I am writing this post from the City of Angels, as in Los Angeles. More specifically, I’m tapping out these words from Santa Monica, where I now live half the week.
After over a year of planning and decades of dreaming, I’ve arrived where I need to be to dive into the next phase of my life. And LA is no quick flash-in-the-pan. It never was. This is a slow burn, as far as love affairs go. That’s quite different from my San Francisco history.
My first impression of LA (outside of most movies I saw growing up) was from the air. On my first trip to San Francisco, I had a brief layover at LAX. This was in 1992, and there was considerably more smog. I remember, as the plane descended, that I had never seen so many swimming pools! The city looked flat and hot and smoggy from the air. As I had no time to explore it, I shrugged it off, went on to San Francisco, and the rest is history as far as THAT city goes.
The next time I would see LA would be when I moved to San Diego in 2011. After a white-knuckle drive over the Grapevine on Interstate 5, in over 100 degree heat, the car, pulling a U-Haul trailer, began to overheat. Semis were pulling over and I struggled to get the car up those steep hills. Finally, the descent began, and I headed eastward toward the 405 freeway.
As luck would have it, I arrived right at rush hour in Los Angeles. So I had checked off some quite typical Southern California boxes already. And then, remarkably, I entered a moment of Zen. I was stuck among acres of vehicles, and I didn’t need to go fast, because I was hauling a trailer. So I could go at a leisurely pace. This Zen-mode driving would come in handy when I would return to LA in the future.
And soon I would make a point to explore bits of LA on day trips. It fascinated me. My first impression some twenty years prior was not at all accurate for what LA was like. I discovered it is a mosaic of neighborhoods, some flat, some at high elevation, some with skyscrapers, some among large trees. The topography intrigued me. But I marveled more at the vibrancy. I would return a few times each year, exploring new neighborhoods every time. There really was no other place like LA. Not San Francisco, not Portland, not San Diego. This was a whole universe, a city with a beat. And I wanted to live in it. I was not sure how I would pull that off, given the roots my family and I were putting down in San Diego. But I knew I had to be here.
Eventually I returned and met with a visiting literary agent in fall of 2017. I stayed at the Beverly Hilton, and realized on that trip that no matter what happened with the agent, I had fallen in love with LA. It had taken time. But every step I took in the city anchored me a little bit more.
And the realization that I wanted to write for TV and film had taken some time as well.
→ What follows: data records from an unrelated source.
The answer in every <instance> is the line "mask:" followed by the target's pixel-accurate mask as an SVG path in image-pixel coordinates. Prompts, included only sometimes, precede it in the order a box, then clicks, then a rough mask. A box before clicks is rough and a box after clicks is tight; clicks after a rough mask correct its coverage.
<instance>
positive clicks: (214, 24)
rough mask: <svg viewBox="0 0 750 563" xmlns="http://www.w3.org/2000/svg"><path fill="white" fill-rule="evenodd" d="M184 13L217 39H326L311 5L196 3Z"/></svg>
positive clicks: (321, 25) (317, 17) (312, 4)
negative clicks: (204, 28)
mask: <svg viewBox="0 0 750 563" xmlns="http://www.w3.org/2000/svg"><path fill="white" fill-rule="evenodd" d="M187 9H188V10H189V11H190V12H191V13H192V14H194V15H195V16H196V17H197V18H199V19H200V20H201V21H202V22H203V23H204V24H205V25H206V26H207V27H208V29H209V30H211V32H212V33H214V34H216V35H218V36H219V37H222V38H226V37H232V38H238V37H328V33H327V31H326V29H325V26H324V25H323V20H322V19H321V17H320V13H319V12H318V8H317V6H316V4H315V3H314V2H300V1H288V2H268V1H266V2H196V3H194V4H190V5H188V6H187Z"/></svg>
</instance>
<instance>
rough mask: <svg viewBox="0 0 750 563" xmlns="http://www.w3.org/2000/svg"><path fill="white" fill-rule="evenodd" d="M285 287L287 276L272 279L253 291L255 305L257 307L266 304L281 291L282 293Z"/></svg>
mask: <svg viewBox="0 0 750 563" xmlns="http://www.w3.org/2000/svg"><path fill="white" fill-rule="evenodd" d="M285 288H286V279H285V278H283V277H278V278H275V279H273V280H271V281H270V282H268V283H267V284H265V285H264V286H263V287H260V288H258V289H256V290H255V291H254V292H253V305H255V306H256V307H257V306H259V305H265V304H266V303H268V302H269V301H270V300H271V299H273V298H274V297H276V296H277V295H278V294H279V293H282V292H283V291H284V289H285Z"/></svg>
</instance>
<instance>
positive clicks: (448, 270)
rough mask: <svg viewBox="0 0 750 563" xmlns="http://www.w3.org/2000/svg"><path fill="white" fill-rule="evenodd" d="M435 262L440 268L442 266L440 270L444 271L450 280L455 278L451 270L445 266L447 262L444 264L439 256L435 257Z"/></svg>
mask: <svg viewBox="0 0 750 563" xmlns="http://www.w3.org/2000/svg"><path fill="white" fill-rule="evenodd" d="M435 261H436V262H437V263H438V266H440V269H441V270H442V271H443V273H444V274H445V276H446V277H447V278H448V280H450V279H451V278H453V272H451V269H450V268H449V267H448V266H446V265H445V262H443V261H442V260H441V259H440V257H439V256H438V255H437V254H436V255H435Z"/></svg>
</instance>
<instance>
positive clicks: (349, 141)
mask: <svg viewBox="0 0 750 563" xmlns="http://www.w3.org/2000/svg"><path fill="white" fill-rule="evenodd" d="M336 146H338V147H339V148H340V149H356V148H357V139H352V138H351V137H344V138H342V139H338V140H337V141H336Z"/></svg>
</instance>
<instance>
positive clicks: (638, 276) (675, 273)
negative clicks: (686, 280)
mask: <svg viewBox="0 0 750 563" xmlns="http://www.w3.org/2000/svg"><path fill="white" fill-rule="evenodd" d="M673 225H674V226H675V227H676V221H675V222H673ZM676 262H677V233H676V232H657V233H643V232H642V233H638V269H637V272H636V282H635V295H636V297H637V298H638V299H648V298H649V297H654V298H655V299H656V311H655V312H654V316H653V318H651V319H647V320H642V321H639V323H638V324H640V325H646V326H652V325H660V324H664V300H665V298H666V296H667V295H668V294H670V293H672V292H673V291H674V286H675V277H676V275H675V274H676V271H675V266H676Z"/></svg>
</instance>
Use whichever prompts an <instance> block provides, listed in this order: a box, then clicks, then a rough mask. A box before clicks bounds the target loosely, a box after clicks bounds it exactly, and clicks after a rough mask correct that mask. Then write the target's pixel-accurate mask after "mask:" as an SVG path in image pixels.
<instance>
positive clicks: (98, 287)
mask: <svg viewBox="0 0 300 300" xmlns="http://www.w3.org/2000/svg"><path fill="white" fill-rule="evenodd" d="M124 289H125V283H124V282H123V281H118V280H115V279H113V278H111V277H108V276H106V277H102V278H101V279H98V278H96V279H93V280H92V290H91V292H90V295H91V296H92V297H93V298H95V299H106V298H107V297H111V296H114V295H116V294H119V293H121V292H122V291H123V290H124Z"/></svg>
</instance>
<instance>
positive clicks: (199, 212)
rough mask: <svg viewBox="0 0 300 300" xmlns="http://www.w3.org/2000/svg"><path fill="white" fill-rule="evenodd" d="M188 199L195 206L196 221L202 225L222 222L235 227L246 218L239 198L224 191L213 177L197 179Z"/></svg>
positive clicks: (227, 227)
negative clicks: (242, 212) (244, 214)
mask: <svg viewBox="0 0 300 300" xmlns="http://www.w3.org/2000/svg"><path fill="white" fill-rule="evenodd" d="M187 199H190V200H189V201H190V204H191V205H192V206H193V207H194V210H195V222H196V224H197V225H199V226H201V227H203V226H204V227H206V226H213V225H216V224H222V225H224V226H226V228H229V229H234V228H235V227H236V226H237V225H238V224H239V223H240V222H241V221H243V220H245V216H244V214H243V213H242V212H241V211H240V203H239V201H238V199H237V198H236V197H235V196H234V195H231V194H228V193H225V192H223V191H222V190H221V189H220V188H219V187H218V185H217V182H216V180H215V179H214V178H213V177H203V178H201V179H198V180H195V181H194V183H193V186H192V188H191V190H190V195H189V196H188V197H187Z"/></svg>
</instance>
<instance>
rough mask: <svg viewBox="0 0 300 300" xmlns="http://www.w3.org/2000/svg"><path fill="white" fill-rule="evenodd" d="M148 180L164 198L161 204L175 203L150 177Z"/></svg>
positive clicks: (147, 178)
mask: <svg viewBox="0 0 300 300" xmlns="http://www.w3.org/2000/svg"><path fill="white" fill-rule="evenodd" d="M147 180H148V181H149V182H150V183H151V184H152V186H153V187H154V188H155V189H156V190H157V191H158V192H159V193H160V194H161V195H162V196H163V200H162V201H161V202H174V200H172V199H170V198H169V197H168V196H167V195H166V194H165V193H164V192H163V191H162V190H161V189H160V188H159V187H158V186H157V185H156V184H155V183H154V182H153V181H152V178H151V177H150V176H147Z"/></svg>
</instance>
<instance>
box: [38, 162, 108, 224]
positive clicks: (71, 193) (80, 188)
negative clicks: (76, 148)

I always knew I wanted to do it, but it seemed so far away and intangible. Now I was where these things actually happen. It was feasible. I could do this. But it would require a lot of research and planning for how to gain a foothold in the city.
Life and career changes pushed me closer. I published my books, made friends in LA, and the slow burn love affair with the city grew into a bonfire. At the right place and time, an opportunity opened for me to move, and I took it. Three months later, here I am.
I moved into a room in Santa Monica in a quiet neighborhood, full of bicycles, kids, dogs, birds, and avenues of tall, gorgeous trees. I will spend half of every week here for the time being, taking a train between LA and San Diego. My foothold will open doors to the many job opportunities in LA. But already I feel a sense of belonging here.
In the past 4 days, I have walked over 20 miles. In short order, I got a library card, a bus pass, groceries, and then I explored. I slept better than I had in years. I didn’t realize how much I needed quiet streets, quieter nights, birds in hedges, the sound of leaves dropping, and friendly, creative people everywhere around me. Sometimes I’ll hear a light plane fly over from the local airport. I even like that sound.
And I’ve not been to the beach once since I moved! My plan is to go after the weather cools, on a weekday morning, and then I’ll see the pier and its iconic Ferris wheel.
While I’m still freelancing, I have applied to jobs every day for over three months. Now that I’m here, I am in a better position to work locally. Meanwhile, I will be working on Book Three revisions, a dark fantasy novel to submit to agents, short stories, and at last, screenwriting. I might even help with others’ films and go to some casting calls.
It’s been a long and interesting path to get here. While it still feels a little surreal to be here, it also feels so appropriate and present as well. It’s a new adventure, the right adventure…and the write adventure.